After years of research and testing, Safaa Kumari, a Syrian plant virologist, managed to come up with disease-resistant and highly productive plant varieties that contribute to supporting small farmers and maintaining food security in the region.
“When viruses and other pathogens affect basic agricultural crops, poor farmers will find nothing to eat if they lose their crops,” she said.
Kumari, who is currently based in Lebanon, has been head of the Seed Health Laboratory at the International Center for Agricultural Research in the Dry Areas (Icarda) since 2015, working to ensure that seeds are healthy, disease-free, and in compliance with international standards.

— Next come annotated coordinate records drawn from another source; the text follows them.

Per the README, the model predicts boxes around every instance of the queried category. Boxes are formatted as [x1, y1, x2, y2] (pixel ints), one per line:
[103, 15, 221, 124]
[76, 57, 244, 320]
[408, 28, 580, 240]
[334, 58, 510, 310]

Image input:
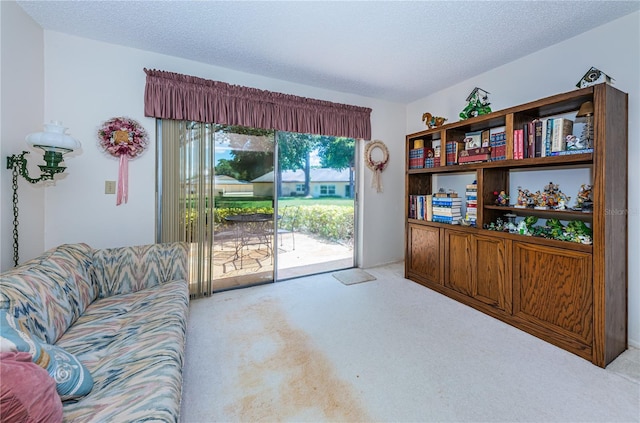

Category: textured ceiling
[18, 0, 640, 103]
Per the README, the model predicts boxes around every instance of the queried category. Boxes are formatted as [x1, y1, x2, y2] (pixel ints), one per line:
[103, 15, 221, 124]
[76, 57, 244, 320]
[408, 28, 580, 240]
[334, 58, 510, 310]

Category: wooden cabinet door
[444, 229, 474, 296]
[407, 225, 441, 283]
[513, 242, 593, 355]
[473, 235, 511, 313]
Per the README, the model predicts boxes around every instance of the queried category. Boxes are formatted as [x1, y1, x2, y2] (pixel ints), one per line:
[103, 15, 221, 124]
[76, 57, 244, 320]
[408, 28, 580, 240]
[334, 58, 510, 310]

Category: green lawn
[215, 197, 353, 209]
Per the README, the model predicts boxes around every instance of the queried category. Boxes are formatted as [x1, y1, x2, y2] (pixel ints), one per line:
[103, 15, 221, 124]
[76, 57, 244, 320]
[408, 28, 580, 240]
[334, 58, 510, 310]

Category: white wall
[407, 12, 640, 347]
[0, 1, 45, 270]
[38, 31, 405, 266]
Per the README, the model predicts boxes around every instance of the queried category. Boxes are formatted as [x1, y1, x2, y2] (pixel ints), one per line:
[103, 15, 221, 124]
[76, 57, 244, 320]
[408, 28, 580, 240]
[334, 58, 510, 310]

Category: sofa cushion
[0, 310, 93, 401]
[93, 242, 189, 298]
[0, 244, 98, 344]
[0, 352, 62, 423]
[58, 281, 189, 423]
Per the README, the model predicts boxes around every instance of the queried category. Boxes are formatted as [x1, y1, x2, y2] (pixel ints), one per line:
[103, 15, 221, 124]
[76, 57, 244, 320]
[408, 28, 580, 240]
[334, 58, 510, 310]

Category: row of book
[409, 144, 440, 169]
[409, 117, 593, 169]
[513, 117, 593, 160]
[464, 181, 478, 226]
[431, 196, 462, 225]
[409, 194, 462, 225]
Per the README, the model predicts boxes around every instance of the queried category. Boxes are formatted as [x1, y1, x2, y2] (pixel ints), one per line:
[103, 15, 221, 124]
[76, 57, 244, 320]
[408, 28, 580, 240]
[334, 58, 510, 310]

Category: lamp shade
[26, 122, 81, 153]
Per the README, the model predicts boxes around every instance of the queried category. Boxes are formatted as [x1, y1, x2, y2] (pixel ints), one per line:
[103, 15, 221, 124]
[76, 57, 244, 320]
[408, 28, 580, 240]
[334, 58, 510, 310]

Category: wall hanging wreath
[98, 117, 149, 206]
[364, 140, 389, 192]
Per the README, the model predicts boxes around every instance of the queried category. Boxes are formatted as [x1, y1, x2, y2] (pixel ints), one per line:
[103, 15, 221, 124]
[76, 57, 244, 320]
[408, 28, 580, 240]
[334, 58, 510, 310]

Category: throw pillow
[0, 310, 93, 401]
[0, 352, 62, 423]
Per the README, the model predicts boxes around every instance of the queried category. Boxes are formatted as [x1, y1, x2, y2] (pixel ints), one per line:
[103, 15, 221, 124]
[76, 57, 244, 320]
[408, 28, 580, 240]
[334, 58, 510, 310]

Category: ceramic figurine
[460, 87, 491, 120]
[493, 190, 509, 206]
[422, 112, 447, 129]
[575, 184, 591, 210]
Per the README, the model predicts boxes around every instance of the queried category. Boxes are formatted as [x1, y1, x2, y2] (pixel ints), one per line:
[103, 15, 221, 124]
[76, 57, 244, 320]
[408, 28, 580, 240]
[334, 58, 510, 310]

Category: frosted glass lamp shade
[26, 122, 81, 154]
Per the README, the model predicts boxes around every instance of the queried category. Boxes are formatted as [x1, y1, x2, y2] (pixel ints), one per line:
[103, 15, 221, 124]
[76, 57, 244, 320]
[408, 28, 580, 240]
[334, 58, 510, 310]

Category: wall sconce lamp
[576, 101, 593, 148]
[7, 122, 80, 266]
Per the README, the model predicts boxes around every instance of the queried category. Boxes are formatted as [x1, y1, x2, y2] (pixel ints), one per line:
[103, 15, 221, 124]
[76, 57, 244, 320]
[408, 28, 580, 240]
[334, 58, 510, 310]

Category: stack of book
[489, 126, 507, 161]
[432, 195, 462, 225]
[409, 147, 424, 169]
[464, 181, 478, 226]
[445, 141, 464, 166]
[409, 195, 432, 221]
[424, 145, 440, 167]
[458, 147, 491, 164]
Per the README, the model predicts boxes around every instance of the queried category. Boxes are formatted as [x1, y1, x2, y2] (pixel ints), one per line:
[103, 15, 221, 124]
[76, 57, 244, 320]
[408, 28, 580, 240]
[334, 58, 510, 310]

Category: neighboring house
[251, 169, 351, 198]
[215, 175, 253, 195]
[190, 175, 253, 196]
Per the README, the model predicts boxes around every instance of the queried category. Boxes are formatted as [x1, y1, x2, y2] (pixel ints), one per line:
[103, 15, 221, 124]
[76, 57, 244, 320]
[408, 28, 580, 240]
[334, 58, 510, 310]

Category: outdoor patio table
[225, 213, 273, 268]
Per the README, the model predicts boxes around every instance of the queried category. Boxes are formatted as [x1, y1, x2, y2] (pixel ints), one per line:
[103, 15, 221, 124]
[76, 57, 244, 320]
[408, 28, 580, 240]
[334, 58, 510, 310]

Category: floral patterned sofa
[0, 243, 189, 423]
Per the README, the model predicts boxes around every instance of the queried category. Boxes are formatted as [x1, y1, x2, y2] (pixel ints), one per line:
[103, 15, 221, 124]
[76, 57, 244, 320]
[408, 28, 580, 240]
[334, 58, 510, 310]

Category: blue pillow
[0, 310, 93, 401]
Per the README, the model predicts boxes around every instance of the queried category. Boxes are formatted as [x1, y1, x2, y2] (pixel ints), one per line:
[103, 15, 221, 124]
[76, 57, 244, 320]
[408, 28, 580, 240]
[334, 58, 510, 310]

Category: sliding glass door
[158, 121, 356, 296]
[276, 132, 356, 280]
[213, 127, 276, 291]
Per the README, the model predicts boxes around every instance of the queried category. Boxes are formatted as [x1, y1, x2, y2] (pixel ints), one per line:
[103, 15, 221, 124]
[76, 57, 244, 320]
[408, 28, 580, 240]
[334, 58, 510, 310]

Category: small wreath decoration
[98, 117, 149, 159]
[364, 140, 389, 192]
[98, 117, 149, 206]
[364, 140, 389, 172]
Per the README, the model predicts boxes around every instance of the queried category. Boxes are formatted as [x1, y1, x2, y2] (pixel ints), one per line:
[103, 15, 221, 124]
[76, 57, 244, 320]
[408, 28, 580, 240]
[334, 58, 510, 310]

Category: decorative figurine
[576, 66, 613, 88]
[514, 187, 533, 209]
[493, 190, 509, 206]
[460, 87, 491, 120]
[575, 184, 592, 210]
[422, 112, 447, 129]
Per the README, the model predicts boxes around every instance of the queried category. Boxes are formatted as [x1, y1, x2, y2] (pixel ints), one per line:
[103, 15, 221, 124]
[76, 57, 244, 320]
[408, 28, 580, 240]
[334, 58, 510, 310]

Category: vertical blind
[158, 119, 215, 297]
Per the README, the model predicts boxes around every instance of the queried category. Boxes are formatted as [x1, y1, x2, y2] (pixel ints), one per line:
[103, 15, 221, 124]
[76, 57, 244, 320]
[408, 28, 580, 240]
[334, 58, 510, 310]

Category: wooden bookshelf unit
[405, 84, 628, 367]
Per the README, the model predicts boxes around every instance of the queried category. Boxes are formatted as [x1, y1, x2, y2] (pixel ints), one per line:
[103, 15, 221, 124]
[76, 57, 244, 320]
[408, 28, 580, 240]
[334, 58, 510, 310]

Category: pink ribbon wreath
[98, 117, 149, 206]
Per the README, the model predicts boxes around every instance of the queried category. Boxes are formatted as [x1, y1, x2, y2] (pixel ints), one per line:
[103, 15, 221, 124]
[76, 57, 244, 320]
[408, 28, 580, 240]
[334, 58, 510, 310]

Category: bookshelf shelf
[405, 84, 628, 367]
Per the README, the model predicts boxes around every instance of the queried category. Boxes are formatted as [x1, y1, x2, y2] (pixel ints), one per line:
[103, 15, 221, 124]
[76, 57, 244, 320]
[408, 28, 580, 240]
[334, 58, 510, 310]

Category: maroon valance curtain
[144, 69, 371, 140]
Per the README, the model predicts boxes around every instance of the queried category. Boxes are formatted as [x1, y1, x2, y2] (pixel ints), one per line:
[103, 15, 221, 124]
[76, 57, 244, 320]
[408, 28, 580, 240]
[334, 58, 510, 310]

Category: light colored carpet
[181, 264, 640, 423]
[331, 268, 376, 285]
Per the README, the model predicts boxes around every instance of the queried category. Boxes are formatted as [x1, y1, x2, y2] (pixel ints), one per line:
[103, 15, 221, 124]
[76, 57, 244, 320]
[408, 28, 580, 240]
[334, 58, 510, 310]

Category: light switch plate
[104, 181, 116, 194]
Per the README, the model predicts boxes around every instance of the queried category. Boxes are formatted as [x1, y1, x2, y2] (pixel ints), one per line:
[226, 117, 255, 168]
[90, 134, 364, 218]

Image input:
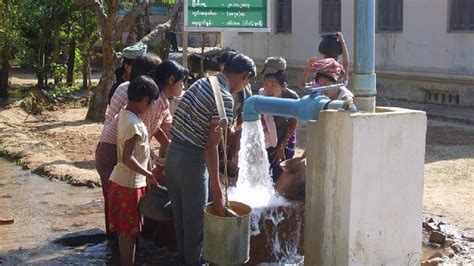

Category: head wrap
[261, 57, 286, 76]
[122, 43, 147, 59]
[314, 58, 344, 81]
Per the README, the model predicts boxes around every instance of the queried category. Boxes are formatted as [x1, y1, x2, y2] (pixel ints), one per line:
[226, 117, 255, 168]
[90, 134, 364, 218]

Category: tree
[76, 0, 182, 121]
[0, 0, 22, 99]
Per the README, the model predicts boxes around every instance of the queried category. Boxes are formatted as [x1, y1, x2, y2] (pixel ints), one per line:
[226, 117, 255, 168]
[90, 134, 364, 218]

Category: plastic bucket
[203, 201, 252, 264]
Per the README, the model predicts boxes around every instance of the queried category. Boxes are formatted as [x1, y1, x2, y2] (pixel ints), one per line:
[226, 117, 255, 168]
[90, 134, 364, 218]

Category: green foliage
[51, 63, 67, 81]
[50, 83, 81, 104]
[20, 92, 46, 115]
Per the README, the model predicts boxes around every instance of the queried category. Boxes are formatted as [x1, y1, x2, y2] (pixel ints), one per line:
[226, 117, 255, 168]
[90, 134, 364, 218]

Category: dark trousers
[165, 141, 209, 265]
[267, 133, 296, 183]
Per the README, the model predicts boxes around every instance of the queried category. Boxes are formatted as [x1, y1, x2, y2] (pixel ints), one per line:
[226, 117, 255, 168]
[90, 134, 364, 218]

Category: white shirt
[110, 109, 150, 188]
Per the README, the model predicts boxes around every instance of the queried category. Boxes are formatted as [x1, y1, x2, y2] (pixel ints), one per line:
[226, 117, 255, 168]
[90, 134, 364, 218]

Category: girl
[314, 58, 354, 100]
[108, 76, 159, 265]
[299, 32, 349, 87]
[261, 57, 299, 182]
[153, 60, 189, 161]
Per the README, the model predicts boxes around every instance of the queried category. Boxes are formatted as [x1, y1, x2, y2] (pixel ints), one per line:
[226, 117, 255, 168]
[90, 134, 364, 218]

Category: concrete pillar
[304, 108, 427, 265]
[352, 0, 377, 112]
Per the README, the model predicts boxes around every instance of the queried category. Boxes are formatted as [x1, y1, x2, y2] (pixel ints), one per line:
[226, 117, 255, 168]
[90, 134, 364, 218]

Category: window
[276, 0, 291, 33]
[377, 0, 403, 32]
[321, 0, 341, 33]
[449, 0, 474, 31]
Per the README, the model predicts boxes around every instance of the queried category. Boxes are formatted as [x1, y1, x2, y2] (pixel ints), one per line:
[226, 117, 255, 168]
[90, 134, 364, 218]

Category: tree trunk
[66, 40, 76, 86]
[86, 0, 119, 122]
[0, 40, 11, 99]
[84, 0, 183, 121]
[36, 30, 47, 89]
[52, 15, 60, 85]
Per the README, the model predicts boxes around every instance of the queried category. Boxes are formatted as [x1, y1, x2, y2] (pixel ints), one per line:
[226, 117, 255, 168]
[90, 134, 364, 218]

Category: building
[222, 0, 474, 107]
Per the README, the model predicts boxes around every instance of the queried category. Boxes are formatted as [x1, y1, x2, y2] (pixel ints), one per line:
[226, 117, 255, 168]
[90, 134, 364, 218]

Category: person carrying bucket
[299, 32, 349, 87]
[165, 54, 256, 265]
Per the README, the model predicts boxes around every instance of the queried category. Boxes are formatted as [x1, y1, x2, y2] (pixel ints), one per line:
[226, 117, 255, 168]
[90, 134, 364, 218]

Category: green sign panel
[184, 0, 271, 32]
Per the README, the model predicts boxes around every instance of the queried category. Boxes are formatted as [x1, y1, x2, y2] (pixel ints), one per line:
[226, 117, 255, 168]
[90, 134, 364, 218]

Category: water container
[203, 201, 252, 265]
[318, 35, 342, 58]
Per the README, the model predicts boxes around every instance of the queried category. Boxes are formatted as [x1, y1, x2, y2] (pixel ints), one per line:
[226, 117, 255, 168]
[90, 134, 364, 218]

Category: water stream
[229, 120, 302, 263]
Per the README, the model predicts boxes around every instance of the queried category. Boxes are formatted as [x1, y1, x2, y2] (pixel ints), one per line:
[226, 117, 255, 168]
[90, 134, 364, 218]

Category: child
[299, 32, 349, 87]
[95, 53, 164, 238]
[261, 57, 299, 182]
[314, 58, 354, 100]
[109, 76, 159, 265]
[153, 60, 189, 162]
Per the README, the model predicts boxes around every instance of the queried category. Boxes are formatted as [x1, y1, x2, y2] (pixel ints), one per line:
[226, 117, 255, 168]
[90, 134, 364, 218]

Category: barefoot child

She also continues her longtime research on producing virus-resistant varieties of fava beans, chickpeas and lentils, by cultivating different varieties, transmitting a viral infection to them and monitoring their growth, to learn which prosper.
Patience Is Key to Success
“It is a hard job,” she said. “Sometimes all the plants we grow die after 20 days of the viral infection, so we might reach the end of the season without plants or harvest.”
She added, “When we encounter plants that show resistance to viral infection, we harvest them and evaluate their seeds in the coming seasons in what is called the selection process.”
Kumari spent many years in isolating virus-resistant plant varieties, including varieties of fava beans that are resistant to a pathogen called fava bean necrotic yellows virus, before she managed to achieve what she calls her biggest success.
“In 2009, I began to notice in a collection of fava bean seeds I received that 10 percent of the plants showed resistance to the virus after being infected with aphids carrying the virus,” she said. “So I replanted the seeds of these plants that did not die and showed resistance to infection in the following seasons until we got plants that are 100 percent resistant to the pathogen.”
That took about 10 years of continuous work, but “the results were amazing in the end,” she said.
Safeguarding Crops and Livelihoods
Kumari, who was selected on the BBC’s list of the 100 most influential and inspiring women in the world for 2020, is interested in fava beans because they are one of the main crops in the region, a mainstay of the population’s diet and the source of many farmers’ livelihoods.